All eyes have been on the Minneapolis Police Department following the killing of George Floyd on Memorial Day. As tensions flared across the United States, Minneapolis Chief of Police Medaria Arradondo has become one of the central figures tasked with delivering justice to an outraged community.
“Mr. Floyd died in our hands and so I see that as being complicit. Silence and inaction, you’re complicit. If there was one solitary voice that would have intervened… that’s what I would have hoped for.”
Arradondo was interviewed at the scene of Floyd’s death, saying he was there to “pay respects.” He also spoke briefly with members of Floyd’s family and revealed his immediate reaction to seeing the brutal video of Floyd’s death, describing it as “emotional” and a feeling he had never felt before in his career.
“I did not need days or weeks or months or processes or bureaucracies to tell me what occurred out here last Monday was wrong.”
After a week that saw his hometown in flames — and the reputation of his police department in question — Arradondo’s course of action will define his department’s relationship with Minneapolis. His reaction to the furor may also impact the relationship between police and the black community across the country.
Arradondo Has Been With The Minneapolis Police Department Since 1989
“Anyone who would set fire to a person’s livelihood and business… They do not love this city. And I would certainly not call them a Minneapolitan. We will do everything we can to PROTECT our city and our businesses.” -Chief Medaria Arradondo #MACCMN pic.twitter.com/LDrkoBGOkI— Minneapolis Police (@MinneapolisPD) May 31, 2020
Arradondo is a fifth-generation Minnesotan, growing up in Minneapolis’ north side and attending Roosevelt High School, according to an interview with Mpls St. Paul Magazine. After high school, he would graduate from Metropolitan State University with a bachelor’s degree in criminal justice and Concordia University with a master’s degree in human services.
Arradondo’s career with the Minneapolis Police Department began in 1989, working as a patrol officer in the city’s Fourth Precinct. He worked his way up the ranks, taking roles such as school resource officer, the commander of Internal Affairs, and inspector for the city’s First Precinct. Arradondo also served as an assistant chief in 2015 — when the department was embroiled in controversy following the police shooting of Jamar Clark.
During his extensive career with the department, he has not been afraid to hold his employers to account, particularly on racial issues. In 2007, he and four other officers sued the city of Minneapolis, alleging they were victims of systemic racial discrimination and a hostile working environment, per USA Today. He and his four co-prosecutors received a $740,000 settlement.

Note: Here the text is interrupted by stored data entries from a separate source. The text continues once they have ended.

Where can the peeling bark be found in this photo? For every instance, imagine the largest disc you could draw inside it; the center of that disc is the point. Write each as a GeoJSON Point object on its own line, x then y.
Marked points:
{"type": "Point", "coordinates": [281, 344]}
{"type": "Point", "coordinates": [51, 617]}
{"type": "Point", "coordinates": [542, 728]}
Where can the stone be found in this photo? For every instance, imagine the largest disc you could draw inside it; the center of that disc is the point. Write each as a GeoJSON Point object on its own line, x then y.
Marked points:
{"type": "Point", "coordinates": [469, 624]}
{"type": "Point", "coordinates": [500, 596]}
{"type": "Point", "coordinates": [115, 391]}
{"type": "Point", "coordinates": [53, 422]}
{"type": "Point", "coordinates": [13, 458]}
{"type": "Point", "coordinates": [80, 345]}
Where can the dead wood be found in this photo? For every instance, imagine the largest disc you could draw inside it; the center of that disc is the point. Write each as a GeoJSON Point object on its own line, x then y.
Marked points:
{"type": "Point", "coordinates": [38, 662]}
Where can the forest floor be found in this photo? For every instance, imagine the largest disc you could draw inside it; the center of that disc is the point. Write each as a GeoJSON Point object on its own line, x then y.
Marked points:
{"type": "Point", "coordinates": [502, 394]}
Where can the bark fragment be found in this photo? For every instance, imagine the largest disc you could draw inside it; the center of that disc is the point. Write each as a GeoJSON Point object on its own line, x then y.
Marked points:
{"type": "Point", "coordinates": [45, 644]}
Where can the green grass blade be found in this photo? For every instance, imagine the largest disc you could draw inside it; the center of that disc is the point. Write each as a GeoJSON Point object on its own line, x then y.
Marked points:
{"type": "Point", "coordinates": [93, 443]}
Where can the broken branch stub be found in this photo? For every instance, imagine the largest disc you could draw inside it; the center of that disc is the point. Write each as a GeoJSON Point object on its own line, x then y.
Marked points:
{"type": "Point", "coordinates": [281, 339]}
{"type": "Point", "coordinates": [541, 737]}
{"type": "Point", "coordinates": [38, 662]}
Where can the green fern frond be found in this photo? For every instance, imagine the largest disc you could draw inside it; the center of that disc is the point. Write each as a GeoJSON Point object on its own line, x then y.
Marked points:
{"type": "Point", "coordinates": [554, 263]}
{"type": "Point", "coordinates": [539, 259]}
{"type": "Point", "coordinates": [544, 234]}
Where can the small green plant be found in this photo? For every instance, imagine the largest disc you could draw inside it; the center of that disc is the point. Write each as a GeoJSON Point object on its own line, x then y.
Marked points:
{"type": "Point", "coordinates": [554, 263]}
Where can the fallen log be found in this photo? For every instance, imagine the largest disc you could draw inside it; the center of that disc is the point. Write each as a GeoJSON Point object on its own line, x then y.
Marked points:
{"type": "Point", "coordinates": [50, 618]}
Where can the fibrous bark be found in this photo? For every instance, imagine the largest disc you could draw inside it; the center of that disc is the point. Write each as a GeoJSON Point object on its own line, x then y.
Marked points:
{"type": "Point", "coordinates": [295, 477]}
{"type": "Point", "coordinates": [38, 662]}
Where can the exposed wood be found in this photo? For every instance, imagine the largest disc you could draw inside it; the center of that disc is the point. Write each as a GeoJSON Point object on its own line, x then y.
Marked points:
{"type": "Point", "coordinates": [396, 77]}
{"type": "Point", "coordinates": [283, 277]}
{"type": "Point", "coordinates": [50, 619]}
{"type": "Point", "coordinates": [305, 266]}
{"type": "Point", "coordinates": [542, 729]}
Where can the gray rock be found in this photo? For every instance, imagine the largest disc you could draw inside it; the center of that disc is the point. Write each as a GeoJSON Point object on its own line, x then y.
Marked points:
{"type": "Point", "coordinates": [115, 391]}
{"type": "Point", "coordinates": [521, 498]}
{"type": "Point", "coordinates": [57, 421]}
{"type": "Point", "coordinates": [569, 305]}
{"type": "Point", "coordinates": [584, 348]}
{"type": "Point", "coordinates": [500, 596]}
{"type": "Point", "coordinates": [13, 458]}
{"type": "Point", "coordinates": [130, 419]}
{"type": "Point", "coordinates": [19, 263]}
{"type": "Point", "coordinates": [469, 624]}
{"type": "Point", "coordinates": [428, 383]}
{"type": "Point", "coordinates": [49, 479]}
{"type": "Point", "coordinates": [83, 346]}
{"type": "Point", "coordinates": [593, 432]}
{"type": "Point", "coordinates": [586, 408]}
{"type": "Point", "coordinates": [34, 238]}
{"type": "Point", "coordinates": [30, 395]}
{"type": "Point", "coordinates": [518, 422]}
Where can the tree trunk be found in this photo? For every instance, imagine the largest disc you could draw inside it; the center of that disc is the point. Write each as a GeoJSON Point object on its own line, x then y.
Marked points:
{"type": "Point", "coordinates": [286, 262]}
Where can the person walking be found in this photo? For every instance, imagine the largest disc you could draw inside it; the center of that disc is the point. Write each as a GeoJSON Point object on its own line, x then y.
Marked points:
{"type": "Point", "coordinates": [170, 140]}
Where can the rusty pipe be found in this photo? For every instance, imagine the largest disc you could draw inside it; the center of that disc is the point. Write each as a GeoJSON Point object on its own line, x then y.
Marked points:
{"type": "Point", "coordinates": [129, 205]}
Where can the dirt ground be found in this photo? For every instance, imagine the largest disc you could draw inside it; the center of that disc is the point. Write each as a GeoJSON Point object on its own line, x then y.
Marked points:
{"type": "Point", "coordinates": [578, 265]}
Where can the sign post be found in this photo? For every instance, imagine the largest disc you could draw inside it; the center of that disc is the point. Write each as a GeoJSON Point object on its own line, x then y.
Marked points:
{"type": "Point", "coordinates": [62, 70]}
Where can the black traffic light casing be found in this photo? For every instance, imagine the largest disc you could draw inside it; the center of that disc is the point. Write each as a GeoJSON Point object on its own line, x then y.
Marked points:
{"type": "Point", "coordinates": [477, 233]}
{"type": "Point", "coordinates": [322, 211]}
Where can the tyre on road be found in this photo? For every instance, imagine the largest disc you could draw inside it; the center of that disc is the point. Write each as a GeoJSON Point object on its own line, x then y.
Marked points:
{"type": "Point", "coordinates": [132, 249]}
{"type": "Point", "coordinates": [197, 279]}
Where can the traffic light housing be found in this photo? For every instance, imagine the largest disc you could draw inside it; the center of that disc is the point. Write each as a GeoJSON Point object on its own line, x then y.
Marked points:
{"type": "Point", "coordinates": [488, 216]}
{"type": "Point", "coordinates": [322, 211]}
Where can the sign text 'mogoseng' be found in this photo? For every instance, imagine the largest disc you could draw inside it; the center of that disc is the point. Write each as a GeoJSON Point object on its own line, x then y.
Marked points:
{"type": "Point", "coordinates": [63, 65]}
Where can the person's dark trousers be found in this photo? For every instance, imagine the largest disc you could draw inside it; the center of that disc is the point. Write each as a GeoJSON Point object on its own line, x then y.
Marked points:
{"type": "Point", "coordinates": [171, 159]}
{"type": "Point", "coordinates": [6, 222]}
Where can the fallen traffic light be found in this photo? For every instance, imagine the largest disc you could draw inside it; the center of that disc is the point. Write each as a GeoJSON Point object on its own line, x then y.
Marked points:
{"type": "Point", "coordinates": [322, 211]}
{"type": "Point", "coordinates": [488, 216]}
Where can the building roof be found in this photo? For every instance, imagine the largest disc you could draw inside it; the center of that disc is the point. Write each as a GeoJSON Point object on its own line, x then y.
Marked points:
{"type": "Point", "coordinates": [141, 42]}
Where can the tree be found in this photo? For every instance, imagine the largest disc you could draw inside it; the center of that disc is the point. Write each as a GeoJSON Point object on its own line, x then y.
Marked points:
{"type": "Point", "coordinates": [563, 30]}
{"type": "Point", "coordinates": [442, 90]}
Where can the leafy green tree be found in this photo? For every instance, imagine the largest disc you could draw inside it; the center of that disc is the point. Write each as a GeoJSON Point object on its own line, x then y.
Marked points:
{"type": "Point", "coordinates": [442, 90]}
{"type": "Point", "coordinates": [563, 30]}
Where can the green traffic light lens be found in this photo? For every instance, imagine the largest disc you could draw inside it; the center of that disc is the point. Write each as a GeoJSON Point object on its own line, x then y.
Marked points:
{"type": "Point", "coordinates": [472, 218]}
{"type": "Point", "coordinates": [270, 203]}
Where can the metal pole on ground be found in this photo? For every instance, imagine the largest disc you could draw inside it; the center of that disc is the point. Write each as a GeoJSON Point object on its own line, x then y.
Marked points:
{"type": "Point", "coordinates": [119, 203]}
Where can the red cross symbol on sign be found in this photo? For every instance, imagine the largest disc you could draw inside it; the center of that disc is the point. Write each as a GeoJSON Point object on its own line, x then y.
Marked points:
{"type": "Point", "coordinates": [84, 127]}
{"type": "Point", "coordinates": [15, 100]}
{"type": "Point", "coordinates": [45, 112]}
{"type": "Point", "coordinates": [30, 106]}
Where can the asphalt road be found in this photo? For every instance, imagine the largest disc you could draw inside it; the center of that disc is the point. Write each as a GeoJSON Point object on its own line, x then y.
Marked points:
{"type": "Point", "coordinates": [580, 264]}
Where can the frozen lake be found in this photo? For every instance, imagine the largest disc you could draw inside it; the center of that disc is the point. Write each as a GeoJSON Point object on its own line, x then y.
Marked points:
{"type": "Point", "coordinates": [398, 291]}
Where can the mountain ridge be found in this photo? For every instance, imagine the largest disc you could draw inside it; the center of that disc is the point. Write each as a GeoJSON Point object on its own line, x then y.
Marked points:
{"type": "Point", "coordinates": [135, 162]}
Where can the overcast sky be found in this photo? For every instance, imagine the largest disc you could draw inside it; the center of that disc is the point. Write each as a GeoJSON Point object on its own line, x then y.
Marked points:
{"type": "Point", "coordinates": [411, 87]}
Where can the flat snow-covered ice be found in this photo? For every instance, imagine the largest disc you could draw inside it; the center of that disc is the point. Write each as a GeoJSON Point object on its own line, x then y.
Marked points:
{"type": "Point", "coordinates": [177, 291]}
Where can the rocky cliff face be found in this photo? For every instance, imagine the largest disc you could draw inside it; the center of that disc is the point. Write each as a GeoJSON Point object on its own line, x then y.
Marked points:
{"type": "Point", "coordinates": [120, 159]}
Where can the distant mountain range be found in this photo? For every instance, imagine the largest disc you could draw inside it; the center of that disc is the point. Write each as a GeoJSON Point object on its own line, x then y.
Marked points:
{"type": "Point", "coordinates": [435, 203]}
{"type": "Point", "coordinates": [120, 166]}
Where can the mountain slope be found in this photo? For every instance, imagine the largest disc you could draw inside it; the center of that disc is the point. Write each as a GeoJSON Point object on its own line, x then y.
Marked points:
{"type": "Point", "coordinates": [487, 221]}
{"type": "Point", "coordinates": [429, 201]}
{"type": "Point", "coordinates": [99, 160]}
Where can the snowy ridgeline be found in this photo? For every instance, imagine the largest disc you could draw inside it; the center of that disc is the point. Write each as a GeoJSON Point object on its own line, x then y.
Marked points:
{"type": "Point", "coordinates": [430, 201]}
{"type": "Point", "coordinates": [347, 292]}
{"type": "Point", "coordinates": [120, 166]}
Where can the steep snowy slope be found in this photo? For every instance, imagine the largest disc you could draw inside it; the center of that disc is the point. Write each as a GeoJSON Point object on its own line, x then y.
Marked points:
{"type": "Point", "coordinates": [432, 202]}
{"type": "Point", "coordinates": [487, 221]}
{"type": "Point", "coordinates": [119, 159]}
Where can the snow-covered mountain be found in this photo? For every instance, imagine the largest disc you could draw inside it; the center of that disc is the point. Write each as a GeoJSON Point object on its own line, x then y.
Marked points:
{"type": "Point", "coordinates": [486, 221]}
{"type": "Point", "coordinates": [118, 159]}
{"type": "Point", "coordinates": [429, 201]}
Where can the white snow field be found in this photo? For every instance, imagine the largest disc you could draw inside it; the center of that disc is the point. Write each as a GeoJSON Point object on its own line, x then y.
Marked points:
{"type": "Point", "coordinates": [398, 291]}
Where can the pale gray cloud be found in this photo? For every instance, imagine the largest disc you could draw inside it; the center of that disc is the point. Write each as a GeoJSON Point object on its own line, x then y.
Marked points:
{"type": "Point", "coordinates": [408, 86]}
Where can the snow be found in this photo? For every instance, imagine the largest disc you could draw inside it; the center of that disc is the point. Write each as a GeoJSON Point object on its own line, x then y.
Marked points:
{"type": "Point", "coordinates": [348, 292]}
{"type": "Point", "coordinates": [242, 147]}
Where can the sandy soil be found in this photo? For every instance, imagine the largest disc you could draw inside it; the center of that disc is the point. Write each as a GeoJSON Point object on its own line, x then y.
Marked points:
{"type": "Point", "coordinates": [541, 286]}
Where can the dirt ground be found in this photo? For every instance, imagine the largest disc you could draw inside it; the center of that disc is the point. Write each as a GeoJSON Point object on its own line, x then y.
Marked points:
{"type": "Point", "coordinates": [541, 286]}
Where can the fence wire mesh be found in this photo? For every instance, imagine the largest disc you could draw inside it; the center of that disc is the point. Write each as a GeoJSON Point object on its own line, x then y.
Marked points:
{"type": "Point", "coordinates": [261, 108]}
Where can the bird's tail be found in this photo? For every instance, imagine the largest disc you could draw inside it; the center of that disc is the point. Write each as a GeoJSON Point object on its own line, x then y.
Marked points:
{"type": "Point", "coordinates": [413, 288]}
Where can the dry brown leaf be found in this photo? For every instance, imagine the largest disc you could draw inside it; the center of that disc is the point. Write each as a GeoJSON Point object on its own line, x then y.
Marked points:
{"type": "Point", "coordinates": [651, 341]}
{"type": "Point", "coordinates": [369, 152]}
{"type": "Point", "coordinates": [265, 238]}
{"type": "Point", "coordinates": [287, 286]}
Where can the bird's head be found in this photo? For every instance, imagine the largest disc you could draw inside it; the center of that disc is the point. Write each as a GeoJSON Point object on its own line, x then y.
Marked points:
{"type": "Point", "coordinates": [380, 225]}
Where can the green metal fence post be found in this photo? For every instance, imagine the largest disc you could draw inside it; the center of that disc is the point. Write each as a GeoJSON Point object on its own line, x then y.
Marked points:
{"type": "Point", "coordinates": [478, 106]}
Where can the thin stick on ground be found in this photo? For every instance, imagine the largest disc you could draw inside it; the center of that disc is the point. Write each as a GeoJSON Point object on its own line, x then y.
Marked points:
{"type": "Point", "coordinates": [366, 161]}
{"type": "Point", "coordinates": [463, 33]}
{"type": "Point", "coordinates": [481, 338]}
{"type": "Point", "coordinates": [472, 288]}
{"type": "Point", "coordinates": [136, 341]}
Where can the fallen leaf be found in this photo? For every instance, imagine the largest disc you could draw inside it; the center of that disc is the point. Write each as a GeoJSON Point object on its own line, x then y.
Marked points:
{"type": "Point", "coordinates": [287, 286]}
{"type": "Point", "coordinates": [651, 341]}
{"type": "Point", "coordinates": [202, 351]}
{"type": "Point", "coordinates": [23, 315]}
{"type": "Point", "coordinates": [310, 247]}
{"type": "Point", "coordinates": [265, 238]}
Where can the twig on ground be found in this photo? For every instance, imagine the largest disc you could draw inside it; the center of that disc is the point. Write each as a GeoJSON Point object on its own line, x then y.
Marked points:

Arradondo Was The First Black Chief Of The Minneapolis Police Department
“We will meet this challenge TOGETHER. We will again see the luster and shine and the humanity that really sets us apart as the city of Minneapolis.” -Chief Medaria Arradondo pic.twitter.com/BtV0rZnMlR— Minneapolis Police (@MinneapolisPD) May 31, 2020
Following the police shooting of Justine Damond in 2017 — and the resignation of former police chief Janee Harteau — Arradondo was appointed to the role of chief by former Minneapolis Mayor Betsy Hodges. This made him the first black chief of the Minneapolis Police Department. Upon his appointment, Hodges was hopeful that Arradondo would be able to rehabilitate a police department that was plagued with controversy.
“What’s needed at this time is someone who is good at making change and helping usher people through change, which Arradondo has done and is doing.”
The aftermath of Floyd’s death has seen Arradondo act quickly, firing all four officers involved. The officer responsible for restraining Floyd, Derek Chauvin, has been charged. Raeisha Williams — a community activist and former marketing director for the Minnesota chapter of the NAACP — commended him for his decision, per NBC.
“That was a brave step to recommend charging these officers. That kind of thing doesn’t happen in Minnesota.”
While he has received criticism for moving too slowly in his reforms and efforts to remove racist officers from the department, Arradondo has also received support for his response. Williams pointed out the police department’s interactions in terms of the recent riots.
“I am 100 percent sure some of those protesters would be dead if anybody else was running the police department. He is very much aware that there is racial injustice and that there is white supremacy in the police department.”